Tendances


La Place Vendôme par la petite porte...

Un cordon plutôt sommaire relevé d'une pièce martelée signé Dinh Van (120 €), un étui à lunettes monogrammé Louis Vuitton (115 €), des boucles d'oreilles CC dorées emblème de la Maison Chanel (118 €) ou une bague Mimioui de Dior en jaune et diamant (200 €) : les "premiers prix" du luxe n'en finissent plus de séduire une clientèle chaque jour plus large. Pour preuve, chez Gucci on le reconnaît sans sourciller, les accessoires d'entrée de gamme atteignent aujourd'hui 50% des ventes.
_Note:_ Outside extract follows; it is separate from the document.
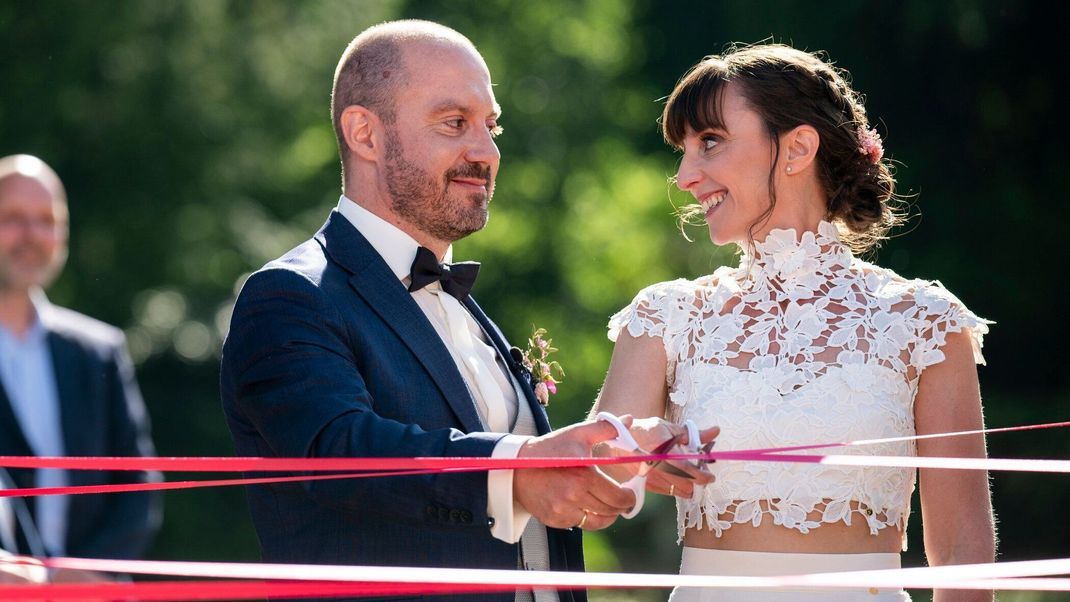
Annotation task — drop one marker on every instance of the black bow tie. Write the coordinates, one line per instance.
(456, 278)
Démocratisation ou vulgarisation ? Lorsque luxe flirte avec mode, le risque d'y perdre son identité n'est jamais loin...
Liberté, égalité, luxe

Le luxe ne serait plus l'apanage des riches, au contraire : Avenue Montaigne, tout le monde peut désormais prétendre avoir son quart d'heure de luxe... La raison ? Bien loin des codes fondateurs qui ont façonné son identité - l'inaccessibilité, la pérennité et le savoir-faire traditionnel en tête -, le luxe rapproche ses méthodes de celles du mass-marketing, proposant des collections d'accessoires "chics et pas chers" pour draguer les petits budgets. Objectif : Séduire les "laissés pour compte" du luxe, leur ouvrir la - petite - porte du rêve par une gamme d'accessoires en série. Des détails d'initiés discrets mais aisément identifiables. Que ce soit donc la bague 3 en 1 signée Armani en pierres semi-précieuses et strass, cédée pour la modeste somme de 210 € ou le bracelet en lanière cuir Boucheron consenti à 110 €, le luxe est entré en désacralisation et rien ne semble devoir l'arrêter...

Une équation complexe

A la fois pur concentré de plaisir lié au sentiment jouissif de sa propre exception et à la certitude de consommer un mythe, une parcelle d'éternité, l'accessoire griffé est bien évidemment aussi vécu comme un signe statutaire distinctif. Et pourtant, face au caractère honnêtement rudimentaire du légendaire Pi de Dinh Van on est en droit de se poser la question : ce vague cordon flanqué d'une piécette est-il au luxe ce qu'est la Fountain de Duchamp à l'art ?
Au-delà de cette question, peut-être insoluble, de l'incarnation du luxe, une autre problématique de taille affleure. Car à désacraliser sans cesse le luxe pour le faire rentrer dans le porte-monnaie, niant de fait ses valeurs de rareté, de savoir-faire ancestral jalousement gardé et de statut bien au-delà des modes et des tendances aléatoires, le risque est sans doute de l'entraîner dans une spirale de vulgarisation à la Cardin. Or n'était-ce pas là les mots mêmes de Coco Chanel : "Le luxe ce n'est pas le contraire de la pauvreté, c'est le contraire de la vulgarité". De fait, en ouvrant ainsi ses portes, le luxe devrait veiller à ne pas être vidé de sa substance car c'est son avenir ainsi qu'il hypothèque.